The U.S. dollar’s sharp decline is the most important theme, with the Dollar Index (DXY) recently falling below 99.50 for the first time since the fourth quarter of 2024. This follows the mid-January report showing December 2025 inflation cooled to 2.8%, fueling speculation that the long dollar bull market is over. A persistently weak dollar should provide a tailwind for commodities and non-U.S. assets in the weeks ahead.
Gold and silver remain the primary places to be, with gold having decisively cleared the $2,500 level last week. We see silver’s recent surge past $35 as a confirmation of this trend, not a sign of a bubble, as it plays catch-up after underperforming through much of 2025. Buying dips in precious metals futures or related call options is the straightforward way to trade this momentum.

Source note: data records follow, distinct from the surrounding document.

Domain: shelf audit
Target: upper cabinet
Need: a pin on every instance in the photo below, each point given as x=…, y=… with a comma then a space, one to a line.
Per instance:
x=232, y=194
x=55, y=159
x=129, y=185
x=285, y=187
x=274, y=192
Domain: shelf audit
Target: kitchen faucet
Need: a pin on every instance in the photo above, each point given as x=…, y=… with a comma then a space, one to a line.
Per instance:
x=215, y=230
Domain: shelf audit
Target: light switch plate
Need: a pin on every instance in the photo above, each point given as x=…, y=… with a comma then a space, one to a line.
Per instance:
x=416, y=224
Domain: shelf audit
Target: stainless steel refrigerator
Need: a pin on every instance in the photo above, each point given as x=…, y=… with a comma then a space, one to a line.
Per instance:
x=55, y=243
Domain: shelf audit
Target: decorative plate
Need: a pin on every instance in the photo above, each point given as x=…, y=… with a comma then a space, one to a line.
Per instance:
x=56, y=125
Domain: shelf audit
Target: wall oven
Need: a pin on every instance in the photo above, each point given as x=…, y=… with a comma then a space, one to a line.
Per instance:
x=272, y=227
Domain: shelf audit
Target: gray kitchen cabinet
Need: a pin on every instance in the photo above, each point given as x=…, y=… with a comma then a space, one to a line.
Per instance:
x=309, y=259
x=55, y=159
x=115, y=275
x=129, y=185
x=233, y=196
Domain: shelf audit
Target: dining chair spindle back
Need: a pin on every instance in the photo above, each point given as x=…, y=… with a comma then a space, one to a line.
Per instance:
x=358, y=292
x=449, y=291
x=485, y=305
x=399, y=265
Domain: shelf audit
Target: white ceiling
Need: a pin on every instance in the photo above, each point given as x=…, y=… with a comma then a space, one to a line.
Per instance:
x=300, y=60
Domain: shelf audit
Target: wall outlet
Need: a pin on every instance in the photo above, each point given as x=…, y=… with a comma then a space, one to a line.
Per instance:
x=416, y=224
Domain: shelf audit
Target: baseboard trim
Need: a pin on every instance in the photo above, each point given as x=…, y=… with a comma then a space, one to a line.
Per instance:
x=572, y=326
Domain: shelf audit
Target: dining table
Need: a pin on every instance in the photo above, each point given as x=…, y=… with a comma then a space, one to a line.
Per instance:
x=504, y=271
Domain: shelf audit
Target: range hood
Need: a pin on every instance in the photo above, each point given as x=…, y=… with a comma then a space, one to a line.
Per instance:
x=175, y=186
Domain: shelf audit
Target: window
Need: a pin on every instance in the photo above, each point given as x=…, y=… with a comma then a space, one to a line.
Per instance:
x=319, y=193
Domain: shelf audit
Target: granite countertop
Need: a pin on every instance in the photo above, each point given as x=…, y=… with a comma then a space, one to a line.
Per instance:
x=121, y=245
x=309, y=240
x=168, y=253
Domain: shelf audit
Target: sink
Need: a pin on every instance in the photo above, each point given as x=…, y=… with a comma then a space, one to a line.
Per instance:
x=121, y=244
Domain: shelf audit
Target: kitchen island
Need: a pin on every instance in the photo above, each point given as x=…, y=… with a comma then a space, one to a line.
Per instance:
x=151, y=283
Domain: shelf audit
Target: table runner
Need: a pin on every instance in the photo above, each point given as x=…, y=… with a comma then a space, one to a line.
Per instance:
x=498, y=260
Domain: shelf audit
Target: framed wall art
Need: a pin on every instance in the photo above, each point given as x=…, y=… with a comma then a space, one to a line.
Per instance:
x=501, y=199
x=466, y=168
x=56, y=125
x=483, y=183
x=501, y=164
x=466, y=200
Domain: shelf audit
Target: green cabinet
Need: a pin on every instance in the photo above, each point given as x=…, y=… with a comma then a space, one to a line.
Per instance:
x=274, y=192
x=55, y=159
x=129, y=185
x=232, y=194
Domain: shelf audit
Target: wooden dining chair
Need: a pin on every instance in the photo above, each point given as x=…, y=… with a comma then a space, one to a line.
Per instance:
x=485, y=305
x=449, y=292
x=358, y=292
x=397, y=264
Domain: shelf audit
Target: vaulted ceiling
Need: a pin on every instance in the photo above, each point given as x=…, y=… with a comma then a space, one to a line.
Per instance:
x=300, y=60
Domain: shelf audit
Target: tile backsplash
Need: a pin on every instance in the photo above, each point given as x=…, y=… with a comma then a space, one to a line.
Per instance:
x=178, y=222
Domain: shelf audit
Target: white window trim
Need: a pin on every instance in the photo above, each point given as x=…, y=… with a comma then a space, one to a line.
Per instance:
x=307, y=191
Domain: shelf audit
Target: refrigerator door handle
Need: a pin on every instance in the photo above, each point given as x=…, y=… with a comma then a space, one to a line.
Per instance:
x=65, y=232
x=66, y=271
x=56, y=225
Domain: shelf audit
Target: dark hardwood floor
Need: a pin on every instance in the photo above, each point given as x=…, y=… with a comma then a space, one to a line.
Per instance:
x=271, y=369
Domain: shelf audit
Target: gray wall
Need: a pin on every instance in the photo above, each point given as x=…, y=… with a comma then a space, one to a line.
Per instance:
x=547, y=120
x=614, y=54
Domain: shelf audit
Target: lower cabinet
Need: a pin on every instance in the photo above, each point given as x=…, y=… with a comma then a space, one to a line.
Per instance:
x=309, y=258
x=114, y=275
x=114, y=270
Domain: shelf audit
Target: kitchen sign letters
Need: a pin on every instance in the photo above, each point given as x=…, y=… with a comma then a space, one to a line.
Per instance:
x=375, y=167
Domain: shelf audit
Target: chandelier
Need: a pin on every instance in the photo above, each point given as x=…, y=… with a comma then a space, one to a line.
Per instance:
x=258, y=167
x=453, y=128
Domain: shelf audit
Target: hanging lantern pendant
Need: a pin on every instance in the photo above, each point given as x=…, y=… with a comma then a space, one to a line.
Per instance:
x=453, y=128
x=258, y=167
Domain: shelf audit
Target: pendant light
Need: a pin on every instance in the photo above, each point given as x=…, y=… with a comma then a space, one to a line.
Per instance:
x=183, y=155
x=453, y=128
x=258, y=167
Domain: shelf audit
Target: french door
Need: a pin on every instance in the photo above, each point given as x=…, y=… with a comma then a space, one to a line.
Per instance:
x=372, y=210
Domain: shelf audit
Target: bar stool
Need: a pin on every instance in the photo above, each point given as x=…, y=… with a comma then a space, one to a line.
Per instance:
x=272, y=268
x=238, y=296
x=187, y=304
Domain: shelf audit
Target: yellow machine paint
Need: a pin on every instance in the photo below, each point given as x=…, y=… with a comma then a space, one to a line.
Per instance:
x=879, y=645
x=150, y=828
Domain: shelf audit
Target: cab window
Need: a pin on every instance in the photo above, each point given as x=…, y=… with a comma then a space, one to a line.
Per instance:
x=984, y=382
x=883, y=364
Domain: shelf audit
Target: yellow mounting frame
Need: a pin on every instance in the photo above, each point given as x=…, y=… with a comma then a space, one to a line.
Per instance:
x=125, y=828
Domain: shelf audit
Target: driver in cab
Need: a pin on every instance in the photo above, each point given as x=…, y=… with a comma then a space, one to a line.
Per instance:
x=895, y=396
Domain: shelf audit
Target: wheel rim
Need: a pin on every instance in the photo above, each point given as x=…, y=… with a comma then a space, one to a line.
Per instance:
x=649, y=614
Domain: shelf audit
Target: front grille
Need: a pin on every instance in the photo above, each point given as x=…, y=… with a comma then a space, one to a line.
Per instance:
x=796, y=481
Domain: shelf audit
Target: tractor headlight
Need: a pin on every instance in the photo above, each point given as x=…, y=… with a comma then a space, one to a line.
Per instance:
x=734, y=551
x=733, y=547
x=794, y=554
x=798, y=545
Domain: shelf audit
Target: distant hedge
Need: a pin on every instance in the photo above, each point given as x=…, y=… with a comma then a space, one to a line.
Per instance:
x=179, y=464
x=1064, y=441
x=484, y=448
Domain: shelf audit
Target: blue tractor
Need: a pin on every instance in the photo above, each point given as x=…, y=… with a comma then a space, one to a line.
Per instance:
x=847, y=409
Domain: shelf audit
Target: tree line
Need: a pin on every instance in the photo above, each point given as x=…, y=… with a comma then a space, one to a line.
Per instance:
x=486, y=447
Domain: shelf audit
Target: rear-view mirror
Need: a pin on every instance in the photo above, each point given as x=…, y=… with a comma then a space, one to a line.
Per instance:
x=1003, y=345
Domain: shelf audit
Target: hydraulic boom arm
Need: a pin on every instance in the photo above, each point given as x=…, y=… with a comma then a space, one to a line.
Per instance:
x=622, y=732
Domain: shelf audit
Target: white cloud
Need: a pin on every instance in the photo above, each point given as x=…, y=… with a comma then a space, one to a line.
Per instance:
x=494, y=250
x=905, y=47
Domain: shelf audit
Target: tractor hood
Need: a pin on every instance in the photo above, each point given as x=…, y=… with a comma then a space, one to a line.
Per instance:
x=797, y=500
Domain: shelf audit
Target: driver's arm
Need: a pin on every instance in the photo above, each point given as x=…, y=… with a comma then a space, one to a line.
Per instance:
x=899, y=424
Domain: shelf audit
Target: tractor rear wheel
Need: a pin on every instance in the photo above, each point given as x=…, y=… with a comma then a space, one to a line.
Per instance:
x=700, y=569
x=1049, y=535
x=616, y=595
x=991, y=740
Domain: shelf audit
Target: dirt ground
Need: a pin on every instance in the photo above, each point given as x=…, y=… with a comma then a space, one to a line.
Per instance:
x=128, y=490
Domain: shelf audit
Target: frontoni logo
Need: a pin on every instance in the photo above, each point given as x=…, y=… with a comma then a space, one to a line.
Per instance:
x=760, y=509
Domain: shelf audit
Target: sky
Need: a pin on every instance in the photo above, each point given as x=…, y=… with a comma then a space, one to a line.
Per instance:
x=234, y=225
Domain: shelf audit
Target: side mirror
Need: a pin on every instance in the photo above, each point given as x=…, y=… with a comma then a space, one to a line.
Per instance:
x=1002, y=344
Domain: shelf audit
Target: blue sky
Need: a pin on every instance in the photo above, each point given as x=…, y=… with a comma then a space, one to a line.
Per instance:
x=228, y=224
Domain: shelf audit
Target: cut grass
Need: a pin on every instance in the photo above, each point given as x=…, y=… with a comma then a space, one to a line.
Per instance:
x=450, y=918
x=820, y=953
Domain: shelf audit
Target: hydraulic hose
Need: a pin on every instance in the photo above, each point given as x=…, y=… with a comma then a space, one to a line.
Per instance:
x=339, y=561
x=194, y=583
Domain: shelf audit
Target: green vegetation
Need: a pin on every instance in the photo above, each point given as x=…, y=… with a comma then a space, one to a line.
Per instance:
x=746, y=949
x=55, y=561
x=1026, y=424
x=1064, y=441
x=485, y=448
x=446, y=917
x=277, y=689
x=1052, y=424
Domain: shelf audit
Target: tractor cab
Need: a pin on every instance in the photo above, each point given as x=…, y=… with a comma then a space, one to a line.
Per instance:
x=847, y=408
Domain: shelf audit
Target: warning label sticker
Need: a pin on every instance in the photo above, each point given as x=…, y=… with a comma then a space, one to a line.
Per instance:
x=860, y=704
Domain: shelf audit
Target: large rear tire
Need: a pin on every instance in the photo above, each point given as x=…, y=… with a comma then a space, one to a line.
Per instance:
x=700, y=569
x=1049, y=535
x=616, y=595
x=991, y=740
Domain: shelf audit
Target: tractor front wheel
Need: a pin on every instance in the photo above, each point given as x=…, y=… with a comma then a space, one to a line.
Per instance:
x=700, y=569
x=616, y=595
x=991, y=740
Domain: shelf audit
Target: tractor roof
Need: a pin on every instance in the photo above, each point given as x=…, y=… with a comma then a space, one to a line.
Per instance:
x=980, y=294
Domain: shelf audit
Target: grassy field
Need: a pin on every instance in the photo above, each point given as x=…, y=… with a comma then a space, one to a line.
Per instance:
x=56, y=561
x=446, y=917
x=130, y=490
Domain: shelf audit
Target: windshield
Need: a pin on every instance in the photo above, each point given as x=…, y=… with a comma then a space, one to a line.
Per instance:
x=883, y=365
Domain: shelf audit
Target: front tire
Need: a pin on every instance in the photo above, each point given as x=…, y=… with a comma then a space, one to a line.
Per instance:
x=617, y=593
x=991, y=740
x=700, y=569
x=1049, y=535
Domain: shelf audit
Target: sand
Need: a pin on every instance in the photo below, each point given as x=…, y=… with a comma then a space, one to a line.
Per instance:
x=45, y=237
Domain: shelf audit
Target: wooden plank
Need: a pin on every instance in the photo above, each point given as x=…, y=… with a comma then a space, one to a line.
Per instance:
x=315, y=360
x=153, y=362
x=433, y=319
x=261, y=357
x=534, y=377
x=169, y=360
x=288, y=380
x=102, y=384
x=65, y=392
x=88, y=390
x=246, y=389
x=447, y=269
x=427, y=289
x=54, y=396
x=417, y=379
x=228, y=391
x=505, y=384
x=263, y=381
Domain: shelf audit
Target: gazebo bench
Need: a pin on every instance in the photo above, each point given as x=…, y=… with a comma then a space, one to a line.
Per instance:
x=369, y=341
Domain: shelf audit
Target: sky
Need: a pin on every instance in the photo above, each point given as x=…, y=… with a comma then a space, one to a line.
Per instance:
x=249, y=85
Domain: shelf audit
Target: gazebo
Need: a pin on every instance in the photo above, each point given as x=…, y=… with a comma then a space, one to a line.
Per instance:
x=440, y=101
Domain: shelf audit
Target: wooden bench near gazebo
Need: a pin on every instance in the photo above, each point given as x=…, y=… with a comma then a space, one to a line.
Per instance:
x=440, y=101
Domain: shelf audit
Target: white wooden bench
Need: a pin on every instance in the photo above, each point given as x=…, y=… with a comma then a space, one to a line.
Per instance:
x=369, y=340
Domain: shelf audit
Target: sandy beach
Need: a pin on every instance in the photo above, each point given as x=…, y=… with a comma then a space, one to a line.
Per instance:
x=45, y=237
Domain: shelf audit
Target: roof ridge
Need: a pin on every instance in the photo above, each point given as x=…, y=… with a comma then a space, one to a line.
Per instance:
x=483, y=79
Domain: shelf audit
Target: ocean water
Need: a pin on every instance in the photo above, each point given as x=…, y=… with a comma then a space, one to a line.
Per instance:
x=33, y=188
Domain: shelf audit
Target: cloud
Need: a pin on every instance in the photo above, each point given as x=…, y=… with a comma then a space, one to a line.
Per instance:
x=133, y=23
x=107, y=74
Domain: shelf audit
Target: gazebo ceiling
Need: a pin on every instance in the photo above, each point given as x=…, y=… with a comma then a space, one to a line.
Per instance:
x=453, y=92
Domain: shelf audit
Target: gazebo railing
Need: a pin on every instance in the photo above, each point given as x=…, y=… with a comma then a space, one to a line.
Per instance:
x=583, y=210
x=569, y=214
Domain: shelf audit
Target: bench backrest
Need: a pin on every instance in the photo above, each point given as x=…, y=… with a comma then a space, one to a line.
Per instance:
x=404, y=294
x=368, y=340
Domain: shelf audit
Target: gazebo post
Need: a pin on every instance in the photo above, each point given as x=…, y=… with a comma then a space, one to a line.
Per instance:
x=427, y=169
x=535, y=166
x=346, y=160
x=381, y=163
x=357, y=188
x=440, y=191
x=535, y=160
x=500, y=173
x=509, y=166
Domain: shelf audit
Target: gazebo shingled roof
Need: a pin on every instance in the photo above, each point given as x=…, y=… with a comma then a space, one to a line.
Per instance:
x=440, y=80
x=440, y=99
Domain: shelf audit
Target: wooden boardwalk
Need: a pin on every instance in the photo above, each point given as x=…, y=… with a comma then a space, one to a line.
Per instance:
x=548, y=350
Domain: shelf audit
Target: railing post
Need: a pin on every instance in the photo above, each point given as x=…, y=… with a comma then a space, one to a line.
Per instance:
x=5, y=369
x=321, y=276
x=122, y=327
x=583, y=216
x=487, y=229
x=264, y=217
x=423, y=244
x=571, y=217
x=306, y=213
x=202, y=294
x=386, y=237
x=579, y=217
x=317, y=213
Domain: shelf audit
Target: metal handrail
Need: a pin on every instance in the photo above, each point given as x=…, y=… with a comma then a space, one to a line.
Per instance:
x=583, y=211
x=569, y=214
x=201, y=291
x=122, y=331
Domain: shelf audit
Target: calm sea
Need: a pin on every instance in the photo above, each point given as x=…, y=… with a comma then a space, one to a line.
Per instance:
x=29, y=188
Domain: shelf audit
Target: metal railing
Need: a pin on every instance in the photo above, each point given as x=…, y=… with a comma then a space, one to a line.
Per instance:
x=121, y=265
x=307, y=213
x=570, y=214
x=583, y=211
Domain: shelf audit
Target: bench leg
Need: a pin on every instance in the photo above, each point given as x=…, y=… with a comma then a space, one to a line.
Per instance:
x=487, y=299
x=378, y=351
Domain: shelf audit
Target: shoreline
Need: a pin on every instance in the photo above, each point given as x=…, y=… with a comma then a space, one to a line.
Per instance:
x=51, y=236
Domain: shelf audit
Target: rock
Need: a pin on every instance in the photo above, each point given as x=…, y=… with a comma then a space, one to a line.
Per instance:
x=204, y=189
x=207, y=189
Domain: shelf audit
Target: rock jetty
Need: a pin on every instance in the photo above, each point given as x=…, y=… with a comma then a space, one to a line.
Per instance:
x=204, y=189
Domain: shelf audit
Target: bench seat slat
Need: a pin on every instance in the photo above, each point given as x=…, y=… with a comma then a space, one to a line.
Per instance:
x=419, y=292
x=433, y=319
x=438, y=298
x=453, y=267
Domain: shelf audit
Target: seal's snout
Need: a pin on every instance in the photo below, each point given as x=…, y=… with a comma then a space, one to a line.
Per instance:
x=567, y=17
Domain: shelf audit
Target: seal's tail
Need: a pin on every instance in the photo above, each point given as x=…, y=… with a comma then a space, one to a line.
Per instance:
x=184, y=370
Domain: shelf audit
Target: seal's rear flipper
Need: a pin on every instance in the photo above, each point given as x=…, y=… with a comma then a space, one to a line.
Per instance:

We see clear evidence of rotation out of technology and into value, which we expect to define 2026. While the Nasdaq ETF (QQQ) struggles to overcome resistance at the $630 mark, energy and industrial stocks have been quietly outperforming. This shift is also lifting commodities like copper, which has gained 5% since China’s slightly improved manufacturing data was released two weeks ago.
The Treasury market’s relative calm, with the 10-year yield holding steady around 4.1%, is the anchor in this environment. This stability is likely a result of the immense U.S. government refinancing needs, which will keep a floor under yields. For traders, this means that while the dollar may fall, a complete collapse in interest rates that would ignite a new tech rally is unlikely.